Étonnante déclaration tout de même puisque celui qui marche toujours plus rapidement vers le pouvoir avec une jambe fabriquée de la même matière que sa langue a multiplié les sorties publiques afin d’appuyer les nombreux projets du patronat, c’est-à-dire des positions de développement politico-économique sauvage des plus méprisantes les unes que les autres envers la population. D'ailleurs, personne ne semble s'étonner du fait que ces projets visent à avantager les quartiers riches (un hôpital à Outremont) tout en désavantageant les quartiers pauvres (un casino à Pointe-Saint-Charles).

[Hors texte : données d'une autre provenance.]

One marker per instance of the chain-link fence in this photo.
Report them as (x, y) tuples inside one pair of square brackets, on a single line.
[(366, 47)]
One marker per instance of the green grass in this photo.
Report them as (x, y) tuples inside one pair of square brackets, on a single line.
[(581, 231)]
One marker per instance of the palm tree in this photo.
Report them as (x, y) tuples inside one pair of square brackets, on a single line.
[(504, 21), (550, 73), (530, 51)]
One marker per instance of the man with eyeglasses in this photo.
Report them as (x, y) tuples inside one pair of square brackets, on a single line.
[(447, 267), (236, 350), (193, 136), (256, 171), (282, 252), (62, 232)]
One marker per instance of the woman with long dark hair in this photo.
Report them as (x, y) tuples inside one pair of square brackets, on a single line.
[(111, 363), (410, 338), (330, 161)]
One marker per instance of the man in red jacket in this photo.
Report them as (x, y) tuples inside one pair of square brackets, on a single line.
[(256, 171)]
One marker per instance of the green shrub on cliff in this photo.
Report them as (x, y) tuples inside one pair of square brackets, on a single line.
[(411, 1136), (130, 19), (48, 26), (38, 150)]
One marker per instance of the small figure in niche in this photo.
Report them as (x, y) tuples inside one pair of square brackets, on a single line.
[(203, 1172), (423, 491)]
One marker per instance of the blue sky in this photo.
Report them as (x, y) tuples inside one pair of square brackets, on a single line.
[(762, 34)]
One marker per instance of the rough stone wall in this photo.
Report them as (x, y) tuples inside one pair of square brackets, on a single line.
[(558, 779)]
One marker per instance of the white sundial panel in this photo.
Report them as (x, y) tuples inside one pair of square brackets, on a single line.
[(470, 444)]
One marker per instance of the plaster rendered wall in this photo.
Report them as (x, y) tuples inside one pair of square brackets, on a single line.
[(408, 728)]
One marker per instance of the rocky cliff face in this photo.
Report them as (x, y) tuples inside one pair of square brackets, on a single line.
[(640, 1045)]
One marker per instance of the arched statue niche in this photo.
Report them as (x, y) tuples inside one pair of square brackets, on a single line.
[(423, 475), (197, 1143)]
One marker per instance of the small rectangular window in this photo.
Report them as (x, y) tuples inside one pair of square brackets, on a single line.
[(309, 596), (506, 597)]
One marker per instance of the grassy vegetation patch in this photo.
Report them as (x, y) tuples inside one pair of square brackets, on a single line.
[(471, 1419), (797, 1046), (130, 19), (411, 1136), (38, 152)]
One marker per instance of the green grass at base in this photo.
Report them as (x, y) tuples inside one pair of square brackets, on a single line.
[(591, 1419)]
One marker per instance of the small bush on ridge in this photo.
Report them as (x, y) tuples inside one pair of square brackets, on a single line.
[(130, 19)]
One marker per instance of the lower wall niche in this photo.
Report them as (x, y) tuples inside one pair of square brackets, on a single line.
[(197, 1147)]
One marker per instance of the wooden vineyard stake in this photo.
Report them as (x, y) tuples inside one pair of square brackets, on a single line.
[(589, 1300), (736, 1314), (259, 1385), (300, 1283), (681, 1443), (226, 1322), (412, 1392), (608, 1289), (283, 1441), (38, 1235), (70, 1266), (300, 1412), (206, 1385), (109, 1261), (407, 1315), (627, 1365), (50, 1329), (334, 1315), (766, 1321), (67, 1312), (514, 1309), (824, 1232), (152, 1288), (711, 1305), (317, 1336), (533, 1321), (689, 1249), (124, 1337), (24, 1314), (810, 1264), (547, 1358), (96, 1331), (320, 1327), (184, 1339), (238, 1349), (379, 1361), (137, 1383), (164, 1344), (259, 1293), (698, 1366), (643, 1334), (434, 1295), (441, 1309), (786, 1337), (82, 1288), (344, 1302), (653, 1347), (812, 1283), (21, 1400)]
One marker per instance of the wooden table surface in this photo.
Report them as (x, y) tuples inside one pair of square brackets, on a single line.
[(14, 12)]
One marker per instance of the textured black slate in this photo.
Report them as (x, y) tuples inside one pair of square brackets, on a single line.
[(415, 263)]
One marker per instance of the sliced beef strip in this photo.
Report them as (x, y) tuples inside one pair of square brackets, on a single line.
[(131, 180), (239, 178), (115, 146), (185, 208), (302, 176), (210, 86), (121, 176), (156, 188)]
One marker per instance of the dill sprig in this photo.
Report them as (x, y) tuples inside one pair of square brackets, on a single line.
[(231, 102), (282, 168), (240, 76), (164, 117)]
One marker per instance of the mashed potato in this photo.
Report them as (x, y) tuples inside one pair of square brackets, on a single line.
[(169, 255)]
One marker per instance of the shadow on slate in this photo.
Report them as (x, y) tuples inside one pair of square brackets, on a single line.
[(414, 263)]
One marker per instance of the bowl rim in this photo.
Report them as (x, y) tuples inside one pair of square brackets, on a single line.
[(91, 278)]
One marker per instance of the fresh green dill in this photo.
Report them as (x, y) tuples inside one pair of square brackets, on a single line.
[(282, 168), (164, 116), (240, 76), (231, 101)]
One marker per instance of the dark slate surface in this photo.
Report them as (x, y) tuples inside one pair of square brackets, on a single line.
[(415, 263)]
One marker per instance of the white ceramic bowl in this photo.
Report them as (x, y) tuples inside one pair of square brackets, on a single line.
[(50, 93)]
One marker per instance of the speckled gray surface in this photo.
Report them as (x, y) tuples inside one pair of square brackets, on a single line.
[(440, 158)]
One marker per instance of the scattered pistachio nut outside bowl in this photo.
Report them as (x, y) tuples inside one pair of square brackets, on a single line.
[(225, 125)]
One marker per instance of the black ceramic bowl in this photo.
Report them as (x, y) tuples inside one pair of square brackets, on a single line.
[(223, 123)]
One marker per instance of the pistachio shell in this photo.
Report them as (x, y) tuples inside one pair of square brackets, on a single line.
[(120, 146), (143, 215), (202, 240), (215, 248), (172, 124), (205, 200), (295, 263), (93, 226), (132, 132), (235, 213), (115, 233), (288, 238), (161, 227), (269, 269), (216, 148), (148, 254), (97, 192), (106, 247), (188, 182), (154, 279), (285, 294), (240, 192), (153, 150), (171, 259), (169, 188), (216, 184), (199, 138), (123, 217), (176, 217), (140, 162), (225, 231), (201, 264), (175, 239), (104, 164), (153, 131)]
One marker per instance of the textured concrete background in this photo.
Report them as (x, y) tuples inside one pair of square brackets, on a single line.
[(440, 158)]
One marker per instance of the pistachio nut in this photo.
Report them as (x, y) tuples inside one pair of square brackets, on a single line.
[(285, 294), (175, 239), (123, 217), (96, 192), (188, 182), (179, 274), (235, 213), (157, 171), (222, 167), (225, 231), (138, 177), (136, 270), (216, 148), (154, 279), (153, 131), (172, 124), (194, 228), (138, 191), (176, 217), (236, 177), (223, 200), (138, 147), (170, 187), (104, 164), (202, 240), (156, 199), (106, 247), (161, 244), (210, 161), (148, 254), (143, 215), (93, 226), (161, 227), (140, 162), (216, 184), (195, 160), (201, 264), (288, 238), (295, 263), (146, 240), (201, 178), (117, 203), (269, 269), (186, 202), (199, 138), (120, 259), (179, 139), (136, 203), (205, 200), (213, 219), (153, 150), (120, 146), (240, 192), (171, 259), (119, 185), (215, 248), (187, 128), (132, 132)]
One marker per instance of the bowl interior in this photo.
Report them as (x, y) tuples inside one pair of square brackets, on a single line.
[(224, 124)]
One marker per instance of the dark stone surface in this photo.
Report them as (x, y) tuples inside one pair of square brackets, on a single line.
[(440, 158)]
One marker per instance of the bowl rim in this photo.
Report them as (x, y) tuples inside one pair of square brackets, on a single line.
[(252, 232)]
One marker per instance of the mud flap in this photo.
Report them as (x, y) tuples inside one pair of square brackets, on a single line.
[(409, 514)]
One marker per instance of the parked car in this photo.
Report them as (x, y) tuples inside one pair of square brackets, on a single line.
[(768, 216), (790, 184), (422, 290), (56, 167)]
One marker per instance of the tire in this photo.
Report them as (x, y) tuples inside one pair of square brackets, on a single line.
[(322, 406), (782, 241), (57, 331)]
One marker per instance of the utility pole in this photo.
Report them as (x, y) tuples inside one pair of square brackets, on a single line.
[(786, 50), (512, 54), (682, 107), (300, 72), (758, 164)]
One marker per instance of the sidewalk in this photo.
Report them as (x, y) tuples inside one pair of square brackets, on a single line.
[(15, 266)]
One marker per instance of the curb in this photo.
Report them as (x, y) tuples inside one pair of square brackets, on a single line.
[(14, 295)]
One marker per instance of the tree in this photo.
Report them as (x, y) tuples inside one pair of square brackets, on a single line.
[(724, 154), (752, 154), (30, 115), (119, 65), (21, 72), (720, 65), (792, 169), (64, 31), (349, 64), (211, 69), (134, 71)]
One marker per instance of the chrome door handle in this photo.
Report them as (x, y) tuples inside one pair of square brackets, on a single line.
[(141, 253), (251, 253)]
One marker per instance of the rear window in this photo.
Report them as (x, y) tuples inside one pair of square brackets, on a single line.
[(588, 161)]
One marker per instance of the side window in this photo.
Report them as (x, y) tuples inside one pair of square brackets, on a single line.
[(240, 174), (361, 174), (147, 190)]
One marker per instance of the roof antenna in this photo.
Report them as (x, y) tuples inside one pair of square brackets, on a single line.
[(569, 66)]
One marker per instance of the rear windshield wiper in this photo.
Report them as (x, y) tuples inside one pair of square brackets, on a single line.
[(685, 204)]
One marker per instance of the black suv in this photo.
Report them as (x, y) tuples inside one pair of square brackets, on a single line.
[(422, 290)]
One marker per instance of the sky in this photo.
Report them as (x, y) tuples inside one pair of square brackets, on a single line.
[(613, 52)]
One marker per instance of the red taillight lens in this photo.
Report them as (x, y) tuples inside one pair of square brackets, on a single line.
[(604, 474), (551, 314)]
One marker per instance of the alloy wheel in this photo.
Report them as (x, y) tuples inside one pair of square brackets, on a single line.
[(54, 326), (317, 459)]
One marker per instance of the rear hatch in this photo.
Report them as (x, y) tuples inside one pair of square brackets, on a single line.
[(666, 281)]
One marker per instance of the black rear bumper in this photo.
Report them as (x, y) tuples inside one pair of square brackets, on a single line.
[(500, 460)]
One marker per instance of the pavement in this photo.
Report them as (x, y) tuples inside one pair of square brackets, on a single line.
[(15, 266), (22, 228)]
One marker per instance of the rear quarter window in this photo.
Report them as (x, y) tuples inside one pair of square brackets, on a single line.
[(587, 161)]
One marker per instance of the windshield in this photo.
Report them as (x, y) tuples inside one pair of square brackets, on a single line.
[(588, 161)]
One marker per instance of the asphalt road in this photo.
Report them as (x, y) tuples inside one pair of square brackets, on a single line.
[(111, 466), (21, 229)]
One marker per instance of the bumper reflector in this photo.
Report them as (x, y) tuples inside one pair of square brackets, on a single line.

Après avoir dévasté la santé, l’éducation, attaquant durement le mince filet social durant son passage à la tête de la Belle Province, il propose maintenant son Manifeste des Lulucides et leur merdique agenda ultra-libéral, le déménagement du Casino à Pointe-Saint-Charles, le réaménagement de l’autoroute Ville-Marie et le CHUM à Outremont; après tout ceci, on se demande bien quel autre tas de fumier du milieu affairiste le sieur Bouchard pourrait bien appuyer et valoriser.
Lors du dernier référendum, on se souviendra de Bouchard pour sa déclaration où il disait vouloir contrer le « vent de droite qui souffle » en Amérique du Nord. Bien peu de gens pourront soutenir que ce fourbe personnage ait un jour été progressiste sinon qu’en paroles. Maintenant qu’il s’est soi-disant retiré de la vie «politique», il ment toujours tout en exposant clairement ses allégeances envers les maîtres voleurs. Désormais, pour que le vent ait un sens, il faut qu’il souffle du même bord que celui qu’il disait vouloir bloquer à l’époque. Pourriture immonde.
Pire encore, les médias poussent très fort pour qu’une alliance Bouchard-Ducon vienne poursuivre «l’œuvre» de Charest, que certains maîtres ne considèrent que tel un hors-d’œuvre. Fiers de lécher le derrière de leurs maîtres, les maisons de manipulation d’opinion qui «sondent » la population avancent que c’est ce que «nous» désirons.
Lire à ce sujet l’excellent texte de Claude Rioux.
On espère seulement que cette porte restera bien close puisqu’en l’ouvrant, on se doute que le courant d’air créé ressemblera fortement à celui dévastant la trop peu présente matière grise restante dans la tête de ce crosseur de service.
PS : Je me suis toujours promis que je n’attendrais pas la mort d’un salopard pour lui dire qu’il en est un. Voilà qui est fait. Au suivant.